The trip to Delhi was worse. We queued up to get safety, and when our turn came, they suddenly announced that the section was closed and we all sent them to another part of the airport where there was another security area. One of the two belts was not working for the X-raing bag. There were endless queues, and no attempt was made to hurry things. When people asked questions, they were reprimanded rudely. Bizarrely, white people were more humble in security. Rude came from South Asian employees of the airport.
I thanked God and made myself feel better that these people had migrated. Otherwise, we will be trapped with them!
Finally, it was time to return to Delhi in my Air India flight. I stopped criticizing Air India after the accident as there were big issues to worry.
But I think it is long enough, and it’s time to exclude the inability and misunderstanding of top management.
Essentially, we are looking into the scooter of Air India, Junior Tata’s pride and happiness, low -cost carriers, which Campbell Wilson used to run in front of Tatas, in an error of decision, hired him to rip JRD and Ratan Tata’s legacy.
Wilson has destroyed Air India’s domestic trade class and is now in the process of repeating this barbarity in international regions.
I could indicate many examples, but let’s stick to this one flight. There was no dinner menu in business class. He was not uploaded in Delhi. Also with wine. Passengers who paid huge business class fare were told that there was no champagne. He did not upload that either in Delhi.
I usually do not complain about the airline food because I know what is the catering process, but I would say that if the Indian non-vegetarian food (GATER GORAMET I was told) was served in Taj or Oberoi, the chef would have been dismissed.
Whenever I am served a nonsense airline curry, I use pickle to make it food. But they also forgot to load pickles. Papad improves the texture of any rice and curry dish, so I asked for it instead. He also forgot to load Papad.
My heart went to the cabin supervisor, who went to the guest to apologize to the guest which was not his fault. Earlier, he had tried to get the Shipol team to clean the dirty Aero Bridge, through which the passengers boarded. When he said that there was not a firm, he started cleaning it himself.
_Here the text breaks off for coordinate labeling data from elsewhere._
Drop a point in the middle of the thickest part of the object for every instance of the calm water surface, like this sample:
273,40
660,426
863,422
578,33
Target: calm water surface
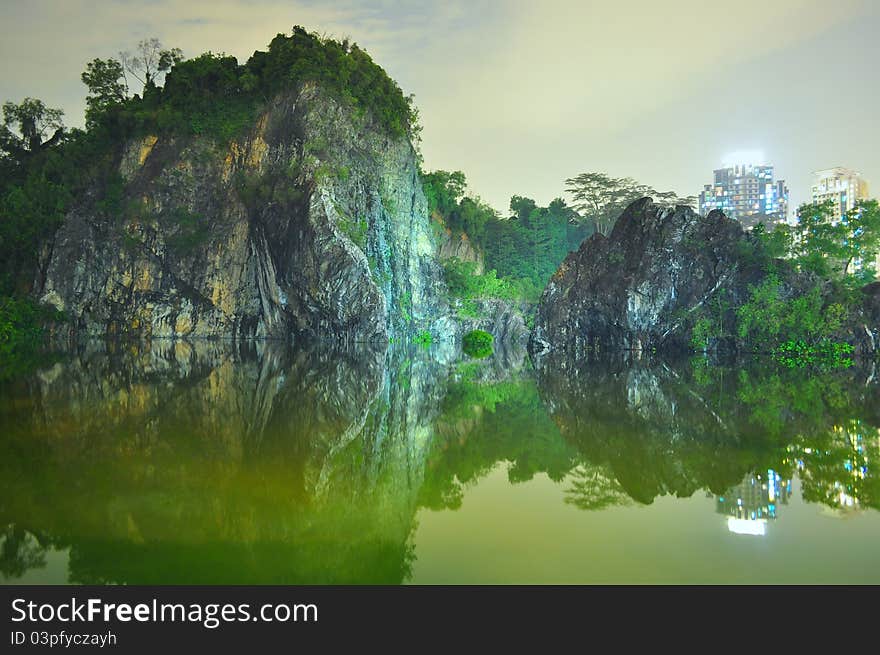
208,463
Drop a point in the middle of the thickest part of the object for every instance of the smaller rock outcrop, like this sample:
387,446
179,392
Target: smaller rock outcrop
634,289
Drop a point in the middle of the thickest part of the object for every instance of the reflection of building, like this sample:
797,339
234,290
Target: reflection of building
842,186
837,473
747,193
754,502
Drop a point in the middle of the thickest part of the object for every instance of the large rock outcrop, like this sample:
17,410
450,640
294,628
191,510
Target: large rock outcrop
313,223
634,289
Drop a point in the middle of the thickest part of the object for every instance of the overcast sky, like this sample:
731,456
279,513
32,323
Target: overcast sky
523,94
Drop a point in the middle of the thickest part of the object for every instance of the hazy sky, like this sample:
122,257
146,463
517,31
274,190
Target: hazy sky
523,94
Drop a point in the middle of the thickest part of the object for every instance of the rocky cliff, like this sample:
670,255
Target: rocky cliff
645,286
313,223
632,289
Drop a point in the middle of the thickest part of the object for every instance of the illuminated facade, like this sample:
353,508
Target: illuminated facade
747,193
842,186
750,505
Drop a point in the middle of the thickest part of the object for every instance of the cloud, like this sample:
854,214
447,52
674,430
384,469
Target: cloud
518,94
These are the people who have worked for Air India for years. They feel that they give it to the airline to maintain a certain standard. And yet, even when they are trying to improve things, their owners are trying their best to make them worse. No wonder that morale is so low.
I really do not care about the Helhole that is a shifol or a Holland -collision trains. Dutch can solve its problems.
But I care about Air India. And it makes me unhappy to see the loss that is doing its current management for the reputation of Tatas, for whom I am so honored.
If they are committed to Wilson, they should transfer them to a low -cost Air India X that may be more visible for them. Or perhaps they can just ask him to scoot.
Both, Air India’s legacy and good names are in danger, this mismanagement continues for a long time.